The boss of Nissan has warned that Brexit uncertainty and possible tariffs could damage investment in the UK’s biggest car factory.
Chief executive Carlos Ghosn said the firm would need “compensation” for tax barriers that might result from Britain leaving the European Union.
Nissan’s plant in Sunderland produces about a third of the UK’s car output.
The comments come amid warnings from the UK car industry about the risk of EU tariffs from Brexit.
“If I need to make an investment in the next few months and I can’t wait until the end of Brexit, then I have to make a deal with the UK government,” Mr Ghosn, who also runs France’s Renault, said at the Paris Motor Show.

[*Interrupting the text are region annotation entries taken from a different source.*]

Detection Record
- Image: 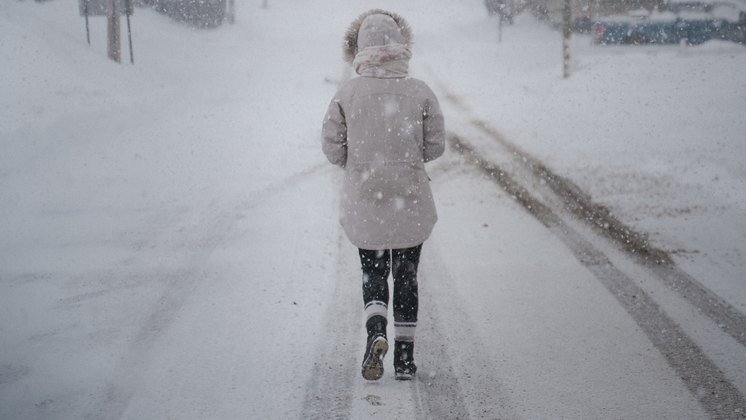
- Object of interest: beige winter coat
[322,10,445,249]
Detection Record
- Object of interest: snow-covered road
[0,0,746,419]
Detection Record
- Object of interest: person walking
[322,9,445,380]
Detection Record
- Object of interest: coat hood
[343,9,412,64]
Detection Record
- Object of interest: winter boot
[394,340,417,381]
[362,316,389,381]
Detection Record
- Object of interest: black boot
[394,341,417,381]
[362,316,389,381]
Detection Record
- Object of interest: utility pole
[106,0,122,63]
[562,0,572,79]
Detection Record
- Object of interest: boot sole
[362,337,389,381]
[396,372,415,381]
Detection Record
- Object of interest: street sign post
[78,0,135,64]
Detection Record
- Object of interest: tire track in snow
[449,136,746,419]
[301,228,361,420]
[413,242,518,419]
[441,88,746,352]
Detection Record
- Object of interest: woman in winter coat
[322,9,445,380]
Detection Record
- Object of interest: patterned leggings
[360,244,422,341]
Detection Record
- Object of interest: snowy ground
[0,0,746,419]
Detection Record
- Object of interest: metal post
[106,0,122,63]
[83,0,91,45]
[562,0,572,79]
[124,0,135,64]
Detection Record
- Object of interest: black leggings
[360,244,422,328]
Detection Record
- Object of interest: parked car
[593,7,746,45]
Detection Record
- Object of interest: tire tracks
[442,132,746,418]
[441,87,746,347]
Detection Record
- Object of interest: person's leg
[360,249,391,381]
[391,245,422,379]
[360,249,391,336]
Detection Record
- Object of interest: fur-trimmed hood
[342,9,412,64]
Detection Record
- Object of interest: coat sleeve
[422,89,446,162]
[321,98,347,168]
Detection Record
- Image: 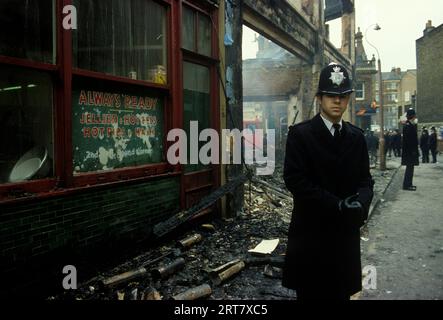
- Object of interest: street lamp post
[365,23,386,171]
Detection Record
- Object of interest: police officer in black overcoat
[282,63,374,300]
[401,108,419,191]
[429,127,438,163]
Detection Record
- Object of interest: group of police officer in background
[420,127,438,163]
[365,121,438,166]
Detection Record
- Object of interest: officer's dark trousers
[403,164,414,188]
[431,150,437,163]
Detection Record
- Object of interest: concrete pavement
[359,159,443,299]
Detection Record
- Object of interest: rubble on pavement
[49,161,395,300]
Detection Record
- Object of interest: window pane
[0,66,54,183]
[182,6,195,51]
[72,78,164,174]
[198,14,211,56]
[183,62,211,172]
[73,0,167,84]
[0,0,55,63]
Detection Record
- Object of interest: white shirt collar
[320,113,343,136]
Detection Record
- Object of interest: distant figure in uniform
[401,108,419,191]
[384,130,393,158]
[282,63,374,300]
[429,127,438,163]
[366,131,378,166]
[420,127,429,163]
[393,129,401,157]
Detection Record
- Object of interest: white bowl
[9,146,50,182]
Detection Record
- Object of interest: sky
[243,0,443,71]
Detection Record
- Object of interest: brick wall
[0,178,180,273]
[416,25,443,122]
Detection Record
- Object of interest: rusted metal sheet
[178,233,203,249]
[243,0,318,61]
[102,267,146,287]
[172,284,212,300]
[152,258,185,279]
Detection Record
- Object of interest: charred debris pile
[52,168,293,300]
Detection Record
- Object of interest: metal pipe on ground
[151,258,185,279]
[102,267,146,287]
[210,261,245,285]
[172,284,212,300]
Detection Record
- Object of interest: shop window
[0,64,54,183]
[73,0,167,84]
[183,62,211,172]
[182,6,212,56]
[355,82,365,100]
[0,0,55,63]
[72,77,165,174]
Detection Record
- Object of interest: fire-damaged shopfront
[0,0,355,298]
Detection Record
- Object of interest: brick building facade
[416,21,443,125]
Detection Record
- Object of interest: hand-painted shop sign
[72,88,163,173]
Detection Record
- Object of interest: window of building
[387,82,398,90]
[182,6,212,56]
[73,0,167,84]
[183,62,211,172]
[72,77,165,174]
[355,82,365,100]
[0,65,54,183]
[0,0,55,63]
[387,93,397,102]
[182,4,216,172]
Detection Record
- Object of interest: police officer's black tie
[332,123,340,143]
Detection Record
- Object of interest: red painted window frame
[0,0,181,202]
[177,0,221,208]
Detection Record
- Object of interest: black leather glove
[339,194,364,226]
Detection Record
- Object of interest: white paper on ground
[248,239,280,254]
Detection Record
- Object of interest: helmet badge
[329,66,346,86]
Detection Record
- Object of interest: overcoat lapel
[312,113,357,158]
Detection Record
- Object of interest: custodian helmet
[317,62,354,95]
[406,108,415,119]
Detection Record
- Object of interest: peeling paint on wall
[224,0,234,46]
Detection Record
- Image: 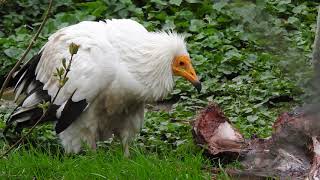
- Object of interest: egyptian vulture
[7,19,201,155]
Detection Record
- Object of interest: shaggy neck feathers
[117,32,187,101]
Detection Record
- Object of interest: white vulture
[7,19,201,155]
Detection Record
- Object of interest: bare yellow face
[172,55,201,92]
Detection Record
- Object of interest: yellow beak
[172,55,201,92]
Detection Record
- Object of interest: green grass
[0,0,319,179]
[0,145,210,179]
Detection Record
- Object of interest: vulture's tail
[3,52,56,135]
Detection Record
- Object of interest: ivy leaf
[169,0,182,6]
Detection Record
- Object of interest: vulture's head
[171,54,201,92]
[129,32,201,100]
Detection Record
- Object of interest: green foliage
[0,146,210,179]
[0,0,318,177]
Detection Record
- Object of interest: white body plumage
[7,19,197,153]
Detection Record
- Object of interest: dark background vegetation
[0,0,319,179]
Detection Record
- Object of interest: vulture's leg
[120,132,130,157]
[120,130,132,157]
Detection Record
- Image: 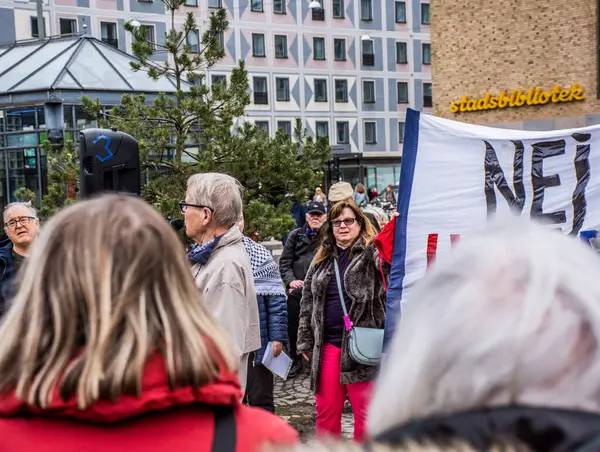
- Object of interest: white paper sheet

“You can have commitments of compensation in case you have something negative,” he said.
Nissan is due to decide early next year on where to build its next Qashqai sport utility vehicle.
The plant at Sunderland is Nissan’s biggest factory in Europe, employs 6,700 people and has the capacity to produce around 500,000 cars per year.
“We would like to stay. We’re happy, we have a good plant, which is productive but we cannot stay if the conditions do not justify that we stay,” he added.
Mr Ghosn told the BBC that the Sunderland plant would “lose competitiveness” if Brexit meant the UK had to pay 10% tariffs to import into the EU.
The International Trade Secretary, Liam Fox, said on Thursday it was in other countries’ interests to avoid tariffs which he said would “harm the people of Europe”.
In 2015, around 1.59 million cars were manufactured in Britain with 80% of them for exports – mostly to European countries. The industry employs around 800,000 people.
In a separate call for action on Brexit, Japanese carmaker Honda on Thursday urged the British government to take “a fast decision”.
“Then what we need is free trade,” Jean Marc Streng, Honda’s general manager for Europe, told the BBC.
“The sooner we have a clear statement on Brexit the better it is for us,” he said.